Texts that the whole congregation say together should be minimal, and easily memorised. Readers and presiders should be expected to speak clearly and intelligibly so that the congregation shouldn't need the text in front of them in order to follow. So all you need is a short 'crib sheet', with simple directions aimed at newcomers to indicate what is going on.

Books, whether a purpose-designed booklet or the official BCP or equivalent, are a distraction and unnecessary except for those planning or leading the worship. It's even worse when people don't follow the official liturgy but insist on making up their own versions and showering people with liturgical confetti. Or projecting everything onto huge screens which divert attention from what is going on at the altar. But let's not go there.
 
Posted by leo (# 1458) on :
 
There's a compromise - print the whole thing out when you expect there to be a lot of visitors, e.g. Easter, a baptism during the mass.

Otherwise, save trees.
 
Posted by seekingsister (# 17707) on :
 
At my main parish (charismatic evo) the liturgy is projected onto screens.

At the other parish I attend (just evo) it's printed onto laminated cards that are given out upon entry. People either leave them behind on the pews or on a table in the church lobby. There are a variety to cover most main service types.

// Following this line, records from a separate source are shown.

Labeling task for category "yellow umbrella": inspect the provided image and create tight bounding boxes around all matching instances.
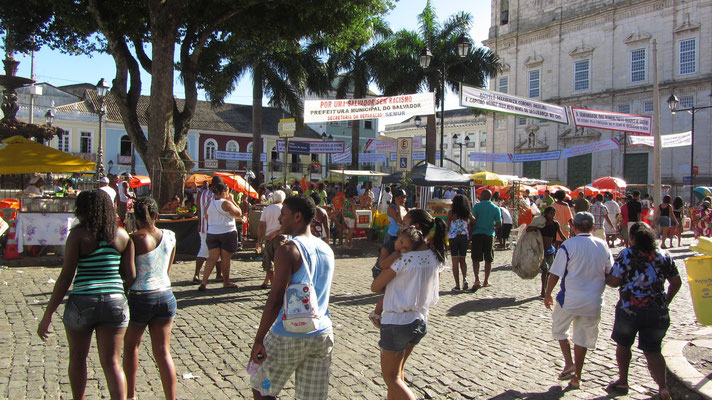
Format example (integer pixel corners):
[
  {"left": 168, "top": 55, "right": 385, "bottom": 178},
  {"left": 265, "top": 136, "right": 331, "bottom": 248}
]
[
  {"left": 0, "top": 136, "right": 96, "bottom": 174},
  {"left": 470, "top": 171, "right": 507, "bottom": 186}
]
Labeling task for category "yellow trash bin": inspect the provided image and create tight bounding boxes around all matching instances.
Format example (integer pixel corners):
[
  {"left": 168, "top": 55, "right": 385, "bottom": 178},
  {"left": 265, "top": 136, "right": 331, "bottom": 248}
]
[{"left": 685, "top": 256, "right": 712, "bottom": 325}]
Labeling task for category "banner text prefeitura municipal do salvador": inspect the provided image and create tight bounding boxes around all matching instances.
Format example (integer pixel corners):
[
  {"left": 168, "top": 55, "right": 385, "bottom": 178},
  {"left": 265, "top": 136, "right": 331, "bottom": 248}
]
[{"left": 304, "top": 92, "right": 435, "bottom": 124}]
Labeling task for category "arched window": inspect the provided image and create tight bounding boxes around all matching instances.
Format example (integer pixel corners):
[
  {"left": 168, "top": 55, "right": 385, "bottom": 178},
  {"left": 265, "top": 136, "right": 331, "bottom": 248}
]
[
  {"left": 226, "top": 140, "right": 240, "bottom": 152},
  {"left": 119, "top": 135, "right": 131, "bottom": 157},
  {"left": 203, "top": 139, "right": 218, "bottom": 160}
]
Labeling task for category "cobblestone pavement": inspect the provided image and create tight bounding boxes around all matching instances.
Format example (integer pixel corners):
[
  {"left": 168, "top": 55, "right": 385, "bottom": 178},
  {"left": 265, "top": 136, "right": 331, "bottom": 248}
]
[{"left": 0, "top": 239, "right": 699, "bottom": 399}]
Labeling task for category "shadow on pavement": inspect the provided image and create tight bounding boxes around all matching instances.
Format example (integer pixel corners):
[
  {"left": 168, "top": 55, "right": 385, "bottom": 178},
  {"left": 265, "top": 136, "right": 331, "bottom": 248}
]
[
  {"left": 490, "top": 386, "right": 572, "bottom": 400},
  {"left": 447, "top": 296, "right": 540, "bottom": 317}
]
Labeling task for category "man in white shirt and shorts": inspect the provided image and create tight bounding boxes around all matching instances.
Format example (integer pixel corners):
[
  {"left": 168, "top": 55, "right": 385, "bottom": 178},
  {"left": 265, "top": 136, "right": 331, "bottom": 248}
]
[
  {"left": 544, "top": 212, "right": 613, "bottom": 389},
  {"left": 257, "top": 190, "right": 287, "bottom": 289}
]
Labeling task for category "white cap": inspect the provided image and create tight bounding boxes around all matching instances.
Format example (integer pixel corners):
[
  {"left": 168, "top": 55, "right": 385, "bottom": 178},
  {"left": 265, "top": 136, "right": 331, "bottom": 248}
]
[{"left": 272, "top": 190, "right": 287, "bottom": 203}]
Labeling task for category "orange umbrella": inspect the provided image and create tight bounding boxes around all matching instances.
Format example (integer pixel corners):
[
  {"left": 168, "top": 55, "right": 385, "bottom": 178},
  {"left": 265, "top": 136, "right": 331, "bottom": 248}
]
[
  {"left": 185, "top": 174, "right": 212, "bottom": 187},
  {"left": 215, "top": 172, "right": 259, "bottom": 199},
  {"left": 129, "top": 175, "right": 151, "bottom": 188},
  {"left": 574, "top": 185, "right": 601, "bottom": 197},
  {"left": 591, "top": 176, "right": 628, "bottom": 190}
]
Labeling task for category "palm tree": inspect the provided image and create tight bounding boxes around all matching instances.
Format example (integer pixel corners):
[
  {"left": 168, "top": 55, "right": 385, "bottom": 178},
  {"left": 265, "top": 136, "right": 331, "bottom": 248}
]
[
  {"left": 203, "top": 41, "right": 330, "bottom": 183},
  {"left": 378, "top": 0, "right": 501, "bottom": 163},
  {"left": 329, "top": 18, "right": 393, "bottom": 169}
]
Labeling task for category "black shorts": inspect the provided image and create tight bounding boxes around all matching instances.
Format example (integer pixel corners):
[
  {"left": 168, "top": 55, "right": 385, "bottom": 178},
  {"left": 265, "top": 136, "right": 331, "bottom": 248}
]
[
  {"left": 497, "top": 224, "right": 512, "bottom": 239},
  {"left": 611, "top": 307, "right": 670, "bottom": 353},
  {"left": 378, "top": 319, "right": 428, "bottom": 351},
  {"left": 205, "top": 231, "right": 237, "bottom": 253},
  {"left": 472, "top": 233, "right": 494, "bottom": 262},
  {"left": 450, "top": 235, "right": 470, "bottom": 257}
]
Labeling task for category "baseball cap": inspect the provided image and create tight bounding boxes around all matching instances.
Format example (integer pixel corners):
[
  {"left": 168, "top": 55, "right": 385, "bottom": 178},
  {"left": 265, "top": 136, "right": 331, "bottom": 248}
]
[
  {"left": 574, "top": 211, "right": 593, "bottom": 225},
  {"left": 393, "top": 189, "right": 406, "bottom": 198}
]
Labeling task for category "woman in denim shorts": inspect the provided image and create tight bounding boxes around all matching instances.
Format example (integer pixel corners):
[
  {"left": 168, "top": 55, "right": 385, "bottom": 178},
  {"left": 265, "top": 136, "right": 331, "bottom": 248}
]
[
  {"left": 606, "top": 222, "right": 682, "bottom": 400},
  {"left": 37, "top": 190, "right": 136, "bottom": 399},
  {"left": 124, "top": 197, "right": 176, "bottom": 399},
  {"left": 371, "top": 209, "right": 447, "bottom": 399}
]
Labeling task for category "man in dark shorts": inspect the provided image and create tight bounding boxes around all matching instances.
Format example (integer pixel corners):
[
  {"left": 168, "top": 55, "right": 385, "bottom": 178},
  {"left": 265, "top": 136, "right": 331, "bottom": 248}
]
[{"left": 471, "top": 190, "right": 502, "bottom": 292}]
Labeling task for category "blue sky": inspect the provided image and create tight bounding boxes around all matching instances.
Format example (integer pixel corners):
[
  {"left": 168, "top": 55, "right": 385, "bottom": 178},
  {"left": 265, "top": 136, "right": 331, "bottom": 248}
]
[{"left": 15, "top": 0, "right": 490, "bottom": 113}]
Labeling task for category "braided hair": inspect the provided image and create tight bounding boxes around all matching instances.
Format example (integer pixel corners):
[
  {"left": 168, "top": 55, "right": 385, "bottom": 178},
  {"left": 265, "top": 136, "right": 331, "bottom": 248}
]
[
  {"left": 74, "top": 190, "right": 118, "bottom": 242},
  {"left": 406, "top": 208, "right": 447, "bottom": 262},
  {"left": 134, "top": 196, "right": 158, "bottom": 227}
]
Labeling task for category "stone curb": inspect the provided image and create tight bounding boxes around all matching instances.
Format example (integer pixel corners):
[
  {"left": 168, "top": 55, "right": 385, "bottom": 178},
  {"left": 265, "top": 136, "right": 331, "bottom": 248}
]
[{"left": 662, "top": 328, "right": 712, "bottom": 400}]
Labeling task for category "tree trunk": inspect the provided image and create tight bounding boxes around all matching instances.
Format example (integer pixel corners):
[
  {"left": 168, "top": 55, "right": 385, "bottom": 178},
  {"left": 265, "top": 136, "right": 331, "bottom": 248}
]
[
  {"left": 425, "top": 114, "right": 442, "bottom": 165},
  {"left": 141, "top": 0, "right": 186, "bottom": 204},
  {"left": 252, "top": 68, "right": 262, "bottom": 185}
]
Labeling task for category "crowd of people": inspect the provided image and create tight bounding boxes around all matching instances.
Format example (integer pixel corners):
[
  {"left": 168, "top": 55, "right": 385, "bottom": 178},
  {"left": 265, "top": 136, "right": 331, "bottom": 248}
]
[{"left": 38, "top": 177, "right": 696, "bottom": 399}]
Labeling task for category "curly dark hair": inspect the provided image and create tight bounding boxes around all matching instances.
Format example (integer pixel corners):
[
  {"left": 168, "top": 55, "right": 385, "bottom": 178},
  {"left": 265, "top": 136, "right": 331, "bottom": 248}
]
[
  {"left": 452, "top": 194, "right": 472, "bottom": 221},
  {"left": 74, "top": 190, "right": 118, "bottom": 242},
  {"left": 134, "top": 196, "right": 158, "bottom": 226},
  {"left": 406, "top": 208, "right": 447, "bottom": 262}
]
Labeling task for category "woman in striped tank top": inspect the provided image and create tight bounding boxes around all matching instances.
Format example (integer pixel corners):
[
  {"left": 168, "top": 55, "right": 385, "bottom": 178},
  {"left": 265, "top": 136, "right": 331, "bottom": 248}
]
[{"left": 37, "top": 190, "right": 136, "bottom": 399}]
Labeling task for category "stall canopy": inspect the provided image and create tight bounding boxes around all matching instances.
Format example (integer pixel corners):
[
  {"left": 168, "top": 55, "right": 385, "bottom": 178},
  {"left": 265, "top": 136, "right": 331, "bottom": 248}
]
[
  {"left": 0, "top": 136, "right": 96, "bottom": 174},
  {"left": 383, "top": 163, "right": 470, "bottom": 186}
]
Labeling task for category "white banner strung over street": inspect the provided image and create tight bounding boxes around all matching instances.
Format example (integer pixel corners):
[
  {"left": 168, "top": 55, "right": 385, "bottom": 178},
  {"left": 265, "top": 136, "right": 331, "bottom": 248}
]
[
  {"left": 571, "top": 107, "right": 653, "bottom": 135},
  {"left": 460, "top": 84, "right": 569, "bottom": 124},
  {"left": 628, "top": 131, "right": 692, "bottom": 149},
  {"left": 366, "top": 136, "right": 423, "bottom": 152},
  {"left": 215, "top": 150, "right": 267, "bottom": 162},
  {"left": 304, "top": 93, "right": 435, "bottom": 124}
]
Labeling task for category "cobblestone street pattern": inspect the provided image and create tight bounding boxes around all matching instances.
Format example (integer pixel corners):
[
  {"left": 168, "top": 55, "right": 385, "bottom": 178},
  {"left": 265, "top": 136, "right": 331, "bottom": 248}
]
[{"left": 0, "top": 244, "right": 699, "bottom": 399}]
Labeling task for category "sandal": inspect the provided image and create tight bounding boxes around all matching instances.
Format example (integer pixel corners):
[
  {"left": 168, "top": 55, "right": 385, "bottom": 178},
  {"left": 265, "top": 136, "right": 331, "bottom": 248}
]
[
  {"left": 603, "top": 380, "right": 628, "bottom": 396},
  {"left": 368, "top": 311, "right": 381, "bottom": 329}
]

Both seem to address the issue of wasting paper by not issuing new pamphlets or sheets for each service.
 
Posted by Gwai (# 11076) on :
 
As a fifteen year old who'd been attending church all her life, albeit not an Episcopal/Anglican one, I went to church with my grandmother in American and I think Britain and was very intensely confused. It felt like one was always flipping, and by the time one finally found out where one should be and got there the rest of the congregation was about to be done there. So yes I bet it is more friendly to visitors to have booklets. (Whether or not that's worth it, is a different question, of course.)
 
Posted by no prophet (# 15560) on :
 
Recent experience suggests here, in a place where there is little familiarity with traditions and liturgy is that when "mass booklets*" are printed out, various bits of liturgy are left out, reworded and changed.

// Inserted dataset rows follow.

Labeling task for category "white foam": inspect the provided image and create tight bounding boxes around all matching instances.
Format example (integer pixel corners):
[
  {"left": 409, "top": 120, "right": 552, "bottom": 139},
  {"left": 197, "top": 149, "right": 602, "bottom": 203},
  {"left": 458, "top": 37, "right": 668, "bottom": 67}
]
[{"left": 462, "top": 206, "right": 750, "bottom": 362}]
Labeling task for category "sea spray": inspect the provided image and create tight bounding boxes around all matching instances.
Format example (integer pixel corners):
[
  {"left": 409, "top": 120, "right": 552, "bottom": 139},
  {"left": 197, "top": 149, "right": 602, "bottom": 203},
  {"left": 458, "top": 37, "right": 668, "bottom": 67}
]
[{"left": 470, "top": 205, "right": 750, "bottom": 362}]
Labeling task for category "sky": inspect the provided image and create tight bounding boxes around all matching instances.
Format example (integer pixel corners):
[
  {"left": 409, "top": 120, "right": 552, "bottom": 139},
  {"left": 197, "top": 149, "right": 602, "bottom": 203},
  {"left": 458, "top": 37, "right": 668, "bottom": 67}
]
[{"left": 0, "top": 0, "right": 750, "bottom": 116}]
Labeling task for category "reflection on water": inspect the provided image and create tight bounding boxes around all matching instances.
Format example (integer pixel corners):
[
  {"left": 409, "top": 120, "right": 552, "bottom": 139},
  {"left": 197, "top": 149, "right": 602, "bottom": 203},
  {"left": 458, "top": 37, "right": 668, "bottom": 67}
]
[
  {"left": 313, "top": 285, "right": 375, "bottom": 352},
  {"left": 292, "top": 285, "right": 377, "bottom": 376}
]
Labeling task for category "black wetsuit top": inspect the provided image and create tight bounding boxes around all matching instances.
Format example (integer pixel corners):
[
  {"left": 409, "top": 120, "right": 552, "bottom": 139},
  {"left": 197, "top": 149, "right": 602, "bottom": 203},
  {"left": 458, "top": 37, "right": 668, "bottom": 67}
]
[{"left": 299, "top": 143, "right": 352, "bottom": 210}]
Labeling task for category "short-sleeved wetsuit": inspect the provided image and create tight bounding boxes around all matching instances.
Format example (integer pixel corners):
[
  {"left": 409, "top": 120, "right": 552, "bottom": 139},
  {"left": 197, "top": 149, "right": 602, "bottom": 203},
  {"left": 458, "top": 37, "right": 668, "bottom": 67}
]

*mass booklets: called here "pew leaflets" or "bulletin"; actually new heard the term mass booklet before. Common usage: Priest: "responses are printed in your bulletin". Bulletin being the more common usage.
 
Posted by american piskie (# 593) on :
 
quote:
Originally posted by deano:


We keep the booklets in the loft until the next time they are used. We reprint them when they are too tatty to use.

Well done. Like the greater part of Christendom we keep ours for three months after they are too tatty to use, then we reprint them.

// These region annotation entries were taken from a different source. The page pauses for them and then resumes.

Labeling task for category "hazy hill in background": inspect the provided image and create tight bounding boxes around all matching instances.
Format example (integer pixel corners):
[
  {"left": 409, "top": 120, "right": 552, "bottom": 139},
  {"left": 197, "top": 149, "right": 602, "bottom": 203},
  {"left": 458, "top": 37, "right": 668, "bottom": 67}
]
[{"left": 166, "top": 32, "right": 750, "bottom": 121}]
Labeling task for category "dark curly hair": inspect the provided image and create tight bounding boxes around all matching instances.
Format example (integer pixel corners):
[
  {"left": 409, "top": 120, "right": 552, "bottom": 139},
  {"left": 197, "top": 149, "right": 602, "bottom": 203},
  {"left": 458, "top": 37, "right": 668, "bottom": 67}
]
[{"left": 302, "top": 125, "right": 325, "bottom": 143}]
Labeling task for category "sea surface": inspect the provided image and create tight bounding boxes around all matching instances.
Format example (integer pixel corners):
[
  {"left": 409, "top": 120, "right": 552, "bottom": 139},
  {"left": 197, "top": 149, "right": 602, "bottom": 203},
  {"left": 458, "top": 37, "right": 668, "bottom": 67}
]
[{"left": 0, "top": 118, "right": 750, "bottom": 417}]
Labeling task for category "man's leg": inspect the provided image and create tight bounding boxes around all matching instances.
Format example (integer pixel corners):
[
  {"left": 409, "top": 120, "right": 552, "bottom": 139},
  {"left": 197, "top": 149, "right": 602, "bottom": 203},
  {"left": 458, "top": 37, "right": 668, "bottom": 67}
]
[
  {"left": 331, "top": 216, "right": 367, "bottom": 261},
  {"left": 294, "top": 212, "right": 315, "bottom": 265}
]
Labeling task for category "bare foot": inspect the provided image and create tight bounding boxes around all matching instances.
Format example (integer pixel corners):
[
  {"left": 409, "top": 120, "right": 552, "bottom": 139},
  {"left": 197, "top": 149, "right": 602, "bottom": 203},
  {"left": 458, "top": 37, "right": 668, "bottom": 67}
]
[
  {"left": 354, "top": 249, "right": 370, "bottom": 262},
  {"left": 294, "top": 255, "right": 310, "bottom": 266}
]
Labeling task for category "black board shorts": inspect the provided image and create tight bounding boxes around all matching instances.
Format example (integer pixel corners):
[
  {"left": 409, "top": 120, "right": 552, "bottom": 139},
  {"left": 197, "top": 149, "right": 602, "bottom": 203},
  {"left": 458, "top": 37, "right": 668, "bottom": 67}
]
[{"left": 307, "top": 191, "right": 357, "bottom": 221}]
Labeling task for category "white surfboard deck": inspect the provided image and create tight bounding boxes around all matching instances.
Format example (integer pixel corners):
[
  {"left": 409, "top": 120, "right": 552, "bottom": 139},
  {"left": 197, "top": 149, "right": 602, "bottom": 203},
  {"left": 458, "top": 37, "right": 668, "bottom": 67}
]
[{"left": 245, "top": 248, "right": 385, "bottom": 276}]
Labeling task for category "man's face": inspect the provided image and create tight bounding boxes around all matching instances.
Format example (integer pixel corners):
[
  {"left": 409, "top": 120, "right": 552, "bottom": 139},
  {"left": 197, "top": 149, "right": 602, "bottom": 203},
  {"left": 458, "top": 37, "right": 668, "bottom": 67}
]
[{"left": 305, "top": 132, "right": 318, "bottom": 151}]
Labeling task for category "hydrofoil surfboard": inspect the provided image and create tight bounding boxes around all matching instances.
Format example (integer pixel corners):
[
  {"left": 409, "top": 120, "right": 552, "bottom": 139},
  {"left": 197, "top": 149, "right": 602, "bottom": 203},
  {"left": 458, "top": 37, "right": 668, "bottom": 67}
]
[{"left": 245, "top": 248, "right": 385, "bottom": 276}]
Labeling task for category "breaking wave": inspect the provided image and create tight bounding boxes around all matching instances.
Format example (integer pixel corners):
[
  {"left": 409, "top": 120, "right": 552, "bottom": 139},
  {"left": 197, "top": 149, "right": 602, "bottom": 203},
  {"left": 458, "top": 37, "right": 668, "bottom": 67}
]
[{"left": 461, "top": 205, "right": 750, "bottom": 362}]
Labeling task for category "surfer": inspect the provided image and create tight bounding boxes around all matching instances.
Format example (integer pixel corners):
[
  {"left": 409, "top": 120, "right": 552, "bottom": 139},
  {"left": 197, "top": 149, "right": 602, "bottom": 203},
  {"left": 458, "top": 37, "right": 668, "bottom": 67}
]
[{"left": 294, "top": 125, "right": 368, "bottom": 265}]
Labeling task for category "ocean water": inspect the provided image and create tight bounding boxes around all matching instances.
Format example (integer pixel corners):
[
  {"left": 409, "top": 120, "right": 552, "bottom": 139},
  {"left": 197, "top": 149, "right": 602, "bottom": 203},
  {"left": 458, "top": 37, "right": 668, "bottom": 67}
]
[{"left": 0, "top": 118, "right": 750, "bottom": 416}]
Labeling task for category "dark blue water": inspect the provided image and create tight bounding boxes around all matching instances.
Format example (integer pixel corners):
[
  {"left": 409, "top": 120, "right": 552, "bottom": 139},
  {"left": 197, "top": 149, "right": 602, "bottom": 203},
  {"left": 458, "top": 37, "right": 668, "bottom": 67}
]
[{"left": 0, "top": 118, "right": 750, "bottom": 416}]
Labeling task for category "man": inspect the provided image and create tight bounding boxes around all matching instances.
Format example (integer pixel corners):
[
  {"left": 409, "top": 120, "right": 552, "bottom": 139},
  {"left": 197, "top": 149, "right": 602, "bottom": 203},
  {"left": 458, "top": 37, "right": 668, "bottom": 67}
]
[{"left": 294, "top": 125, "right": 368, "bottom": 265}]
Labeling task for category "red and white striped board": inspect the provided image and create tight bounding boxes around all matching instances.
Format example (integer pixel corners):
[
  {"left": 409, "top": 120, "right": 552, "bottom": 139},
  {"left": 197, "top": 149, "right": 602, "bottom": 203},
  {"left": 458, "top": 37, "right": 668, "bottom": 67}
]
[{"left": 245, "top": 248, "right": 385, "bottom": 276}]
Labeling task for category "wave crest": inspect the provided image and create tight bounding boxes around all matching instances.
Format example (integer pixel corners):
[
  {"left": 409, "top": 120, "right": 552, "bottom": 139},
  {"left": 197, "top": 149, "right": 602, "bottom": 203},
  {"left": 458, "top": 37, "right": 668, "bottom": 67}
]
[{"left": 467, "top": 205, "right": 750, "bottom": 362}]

"Good morning, is this your first visit? Oh, let me find you one that's less stained."
 
Posted by Chorister (# 473) on :
 
Booklets - we printed them ages ago and people must be very careful, because they are still going. Unlike the commercially produced hymn books which started falling to bits very quickly!

Some people have started using on-screen Liturgy, which looks too much like a work seminar to me!
 
Posted by Og, King of Bashan (# 9562) on :
 
quote:
Originally posted by no prophet:
Recent experience suggests here, in a place where there is little familiarity with traditions and liturgy is that when "mass booklets*" are printed out, various bits of liturgy are left out, reworded and changed.


*mass booklets: called here "pew leaflets" or "bulletin"; actually new heard the term mass booklet before. Common usage: Priest: "responses are printed in your bulletin". Bulletin being the more common usage.

So I'm not the only one who gets a little suspicious when they print out all the words. Good to hear.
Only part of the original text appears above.